The DSN comes from Cast’s Settings class (pydantic-settings), so migrations use the same config as the application:
settings = get_settings()
config.set_main_option("sqlalchemy.url", settings.postgres_dsn)
Gotcha: autogenerated migrations and pgvector
When you run alembic revision --autogenerate, Alembic detects all the tables and columns from your models. But the autogenerated migration file references pgvector.sqlalchemy.vector.VECTOR without importing the module:
# Autogenerated — this fails
sa.Column('content_embedding', pgvector.sqlalchemy.vector.VECTOR(dim=1536))
NameError: name 'pgvector' is not defined
The fix is adding import pgvector.sqlalchemy.vector to the migration file. To avoid this on every future migration, I added the import to Alembic’s script.py.mako template so it’s included automatically.
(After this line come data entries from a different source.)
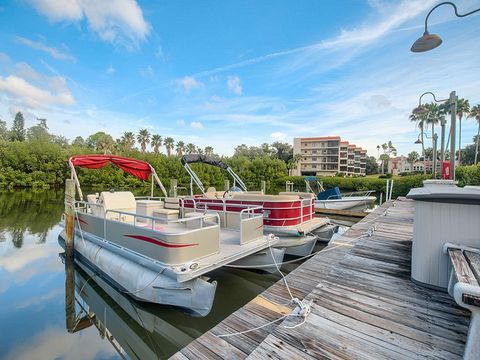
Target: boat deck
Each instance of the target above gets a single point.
(364, 304)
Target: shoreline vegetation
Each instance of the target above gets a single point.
(34, 158)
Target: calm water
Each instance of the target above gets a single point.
(109, 325)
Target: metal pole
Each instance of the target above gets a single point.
(69, 294)
(453, 112)
(442, 141)
(69, 216)
(435, 137)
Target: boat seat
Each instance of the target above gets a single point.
(303, 195)
(262, 197)
(118, 201)
(170, 211)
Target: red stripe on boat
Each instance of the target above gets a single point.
(158, 242)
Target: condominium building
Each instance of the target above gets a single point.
(328, 156)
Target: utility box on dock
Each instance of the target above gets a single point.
(444, 213)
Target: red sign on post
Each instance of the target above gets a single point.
(446, 170)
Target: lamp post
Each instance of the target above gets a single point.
(452, 101)
(430, 41)
(434, 155)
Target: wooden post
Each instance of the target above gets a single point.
(69, 294)
(173, 188)
(69, 217)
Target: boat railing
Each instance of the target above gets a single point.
(358, 193)
(153, 220)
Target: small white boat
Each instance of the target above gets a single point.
(155, 251)
(333, 199)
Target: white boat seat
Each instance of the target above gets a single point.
(165, 212)
(303, 195)
(262, 197)
(119, 201)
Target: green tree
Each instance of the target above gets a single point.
(143, 138)
(169, 143)
(39, 132)
(105, 144)
(191, 148)
(209, 150)
(17, 132)
(156, 143)
(94, 140)
(127, 140)
(293, 162)
(388, 149)
(371, 166)
(180, 148)
(3, 130)
(78, 142)
(475, 113)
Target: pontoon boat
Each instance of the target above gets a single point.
(289, 216)
(154, 250)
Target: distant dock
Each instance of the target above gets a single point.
(364, 304)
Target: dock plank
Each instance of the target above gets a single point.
(364, 304)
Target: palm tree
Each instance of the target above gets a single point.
(156, 142)
(128, 140)
(209, 150)
(180, 148)
(105, 144)
(463, 108)
(191, 148)
(143, 138)
(169, 143)
(413, 158)
(475, 113)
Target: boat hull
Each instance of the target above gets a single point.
(347, 203)
(142, 283)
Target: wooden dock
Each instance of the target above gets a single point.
(364, 304)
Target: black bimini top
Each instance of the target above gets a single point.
(204, 159)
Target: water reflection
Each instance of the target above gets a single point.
(34, 311)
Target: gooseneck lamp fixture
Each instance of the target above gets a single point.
(431, 41)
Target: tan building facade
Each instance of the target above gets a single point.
(328, 156)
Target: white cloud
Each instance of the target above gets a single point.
(196, 125)
(53, 52)
(234, 85)
(116, 21)
(147, 72)
(57, 343)
(189, 83)
(278, 136)
(18, 90)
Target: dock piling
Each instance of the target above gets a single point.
(69, 217)
(173, 188)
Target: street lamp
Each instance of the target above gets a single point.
(452, 101)
(434, 155)
(430, 41)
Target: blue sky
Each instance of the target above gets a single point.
(230, 72)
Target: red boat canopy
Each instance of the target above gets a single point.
(138, 168)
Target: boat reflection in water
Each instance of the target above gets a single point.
(142, 330)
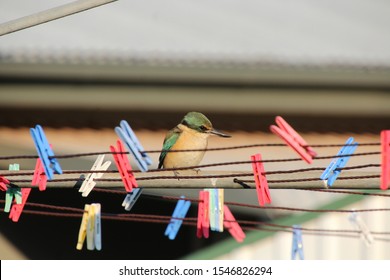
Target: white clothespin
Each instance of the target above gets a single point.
(360, 225)
(83, 228)
(216, 207)
(297, 245)
(89, 182)
(131, 198)
(90, 228)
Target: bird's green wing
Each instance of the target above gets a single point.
(169, 141)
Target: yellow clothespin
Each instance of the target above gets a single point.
(91, 227)
(83, 228)
(97, 234)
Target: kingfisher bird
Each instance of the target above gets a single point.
(191, 134)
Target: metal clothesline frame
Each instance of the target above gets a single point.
(50, 14)
(189, 179)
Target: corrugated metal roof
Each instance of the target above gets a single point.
(295, 32)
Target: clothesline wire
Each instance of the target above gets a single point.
(21, 173)
(178, 151)
(191, 221)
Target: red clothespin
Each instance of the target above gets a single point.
(293, 139)
(262, 189)
(39, 177)
(124, 167)
(232, 225)
(3, 183)
(203, 224)
(385, 165)
(17, 209)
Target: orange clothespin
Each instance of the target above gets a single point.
(262, 189)
(385, 165)
(124, 167)
(203, 224)
(39, 177)
(232, 225)
(293, 139)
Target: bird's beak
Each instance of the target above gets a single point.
(220, 134)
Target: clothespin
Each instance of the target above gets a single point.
(262, 189)
(360, 225)
(90, 228)
(17, 209)
(176, 221)
(12, 192)
(83, 228)
(94, 239)
(334, 168)
(132, 143)
(293, 139)
(3, 183)
(232, 225)
(203, 224)
(297, 245)
(124, 167)
(45, 152)
(216, 202)
(385, 165)
(131, 198)
(39, 177)
(89, 183)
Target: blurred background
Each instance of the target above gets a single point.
(324, 66)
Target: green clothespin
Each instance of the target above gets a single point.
(12, 191)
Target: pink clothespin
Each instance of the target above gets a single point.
(231, 224)
(203, 224)
(293, 139)
(17, 209)
(124, 167)
(3, 183)
(262, 189)
(385, 165)
(39, 177)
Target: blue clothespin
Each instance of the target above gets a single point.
(46, 154)
(297, 246)
(12, 192)
(131, 198)
(334, 169)
(132, 143)
(180, 212)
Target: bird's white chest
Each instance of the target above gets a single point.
(187, 141)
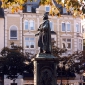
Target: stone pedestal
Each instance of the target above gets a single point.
(45, 69)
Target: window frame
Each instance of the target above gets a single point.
(66, 43)
(77, 28)
(52, 29)
(25, 24)
(13, 29)
(30, 41)
(66, 29)
(33, 24)
(61, 27)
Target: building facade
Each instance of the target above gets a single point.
(22, 26)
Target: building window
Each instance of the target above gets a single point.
(29, 8)
(47, 8)
(66, 27)
(31, 25)
(13, 32)
(77, 27)
(66, 43)
(63, 26)
(51, 26)
(29, 42)
(26, 25)
(80, 44)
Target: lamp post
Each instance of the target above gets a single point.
(61, 66)
(66, 68)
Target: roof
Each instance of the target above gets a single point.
(35, 5)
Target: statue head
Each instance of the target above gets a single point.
(45, 17)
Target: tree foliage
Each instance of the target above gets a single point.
(13, 63)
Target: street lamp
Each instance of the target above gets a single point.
(61, 66)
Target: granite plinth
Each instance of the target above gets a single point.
(44, 56)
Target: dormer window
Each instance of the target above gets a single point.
(29, 8)
(47, 8)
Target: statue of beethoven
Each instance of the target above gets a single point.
(44, 41)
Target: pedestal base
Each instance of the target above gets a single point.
(45, 69)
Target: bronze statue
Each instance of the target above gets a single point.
(44, 41)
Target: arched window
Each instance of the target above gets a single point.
(31, 25)
(29, 42)
(63, 26)
(26, 25)
(13, 32)
(51, 26)
(68, 26)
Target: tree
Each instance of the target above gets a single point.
(14, 62)
(72, 63)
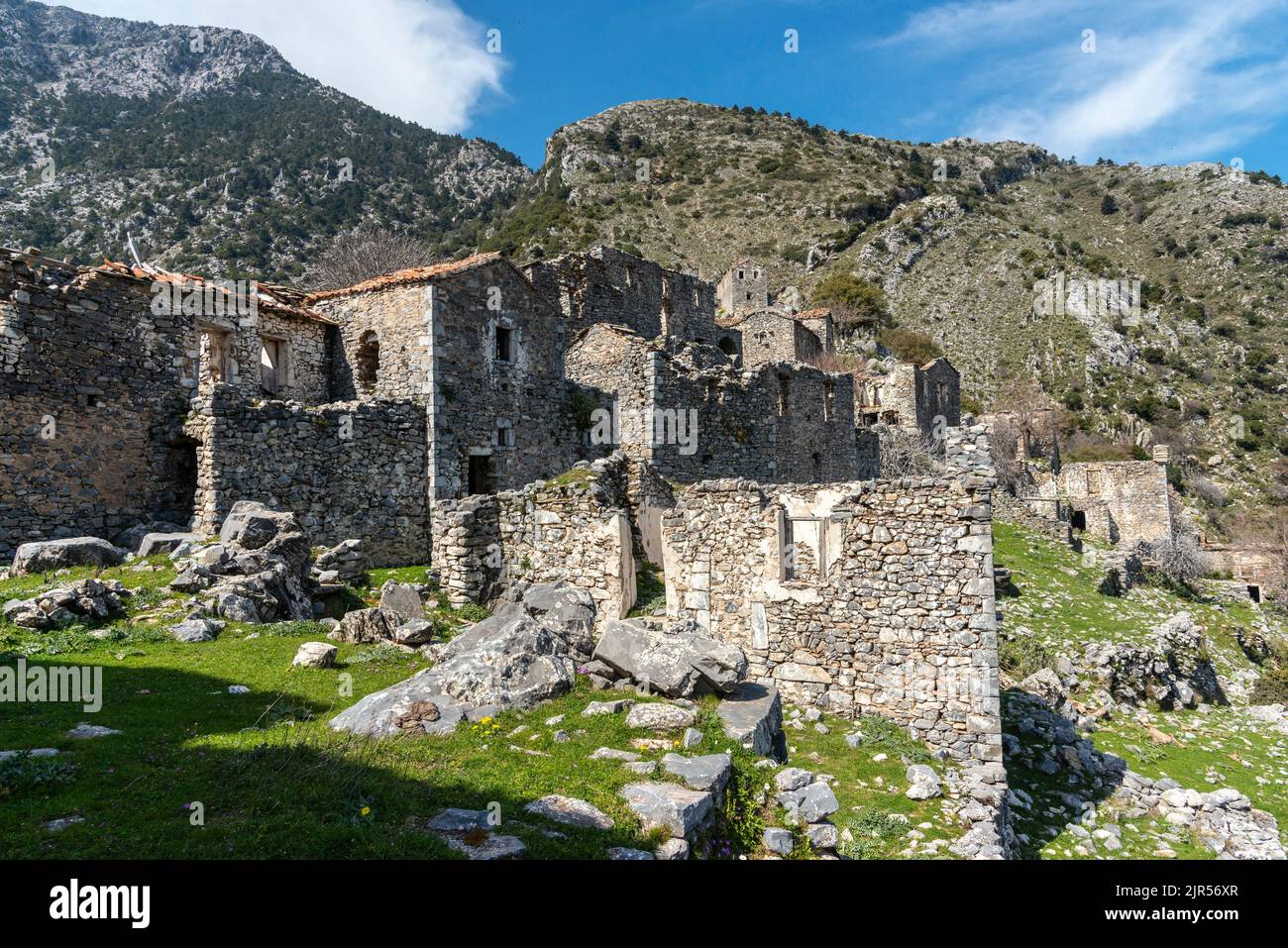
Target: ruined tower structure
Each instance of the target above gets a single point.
(743, 288)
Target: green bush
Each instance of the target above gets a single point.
(911, 347)
(1020, 657)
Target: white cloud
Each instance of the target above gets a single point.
(420, 59)
(1170, 80)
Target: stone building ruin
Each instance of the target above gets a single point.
(570, 419)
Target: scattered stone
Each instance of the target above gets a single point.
(778, 840)
(85, 730)
(48, 556)
(316, 655)
(193, 630)
(709, 772)
(754, 717)
(677, 809)
(571, 811)
(660, 716)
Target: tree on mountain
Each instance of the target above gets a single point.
(368, 252)
(851, 299)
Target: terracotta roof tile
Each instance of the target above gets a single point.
(416, 274)
(275, 298)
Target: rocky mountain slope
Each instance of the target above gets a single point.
(210, 150)
(960, 235)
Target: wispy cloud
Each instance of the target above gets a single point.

Gotcha: database doesn’t exist
Terraform provisioned the PostgreSQL Flexible Server but not the cast_db database itself. The first migration attempt failed with InvalidCatalogNameError: database "cast_db" does not exist. Created it via the Azure CLI:
az postgres flexible-server db create \
--resource-group rg-cast-dev \
--server-name psql-cast-dev \
--database-name cast_db
This is something I should have added to the Terraform PostgreSQL module. We know for next time!
Running the migration
With every issue resolved, the migration ran cleanly:
INFO [alembic.autogenerate.compare.tables] Detected added table 'organisations'
INFO [alembic.autogenerate.compare.tables] Detected added table 'projects'
INFO [alembic.autogenerate.compare.tables] Detected added table 'teams'
INFO [alembic.autogenerate.compare.tables] Detected added table 'team_members'
INFO [alembic.autogenerate.compare.tables] Detected added table 'work_items'
INFO [alembic.autogenerate.compare.tables] Detected added table 'sprints'
INFO [alembic.autogenerate.compare.tables] Detected added table 'documents'
INFO [alembic.autogenerate.compare.tables] Detected added table 'document_versions'
INFO [alembic.autogenerate.compare.tables] Detected added table 'agent_sessions'
INFO [alembic.autogenerate.compare.tables] Detected added table 'agent_tool_calls'
INFO [alembic.autogenerate.compare.tables] Detected added table 'capacity_entries'
INFO [alembic.autogenerate.compare.tables] Detected added table 'sprint_assignments'
12 tables, two pgvector columns, all foreign keys and indexes in place.

What’s next
Phase 1 is complete. The orchestrator agent is running on Foundry, the database schema is deployed with pgvector, and telemetry is flowing to App Insights. In Part 4, we start Phase 2 — the ADO Discovery agent that connects to Azure DevOps via MCP and syncs project data into PostgreSQL.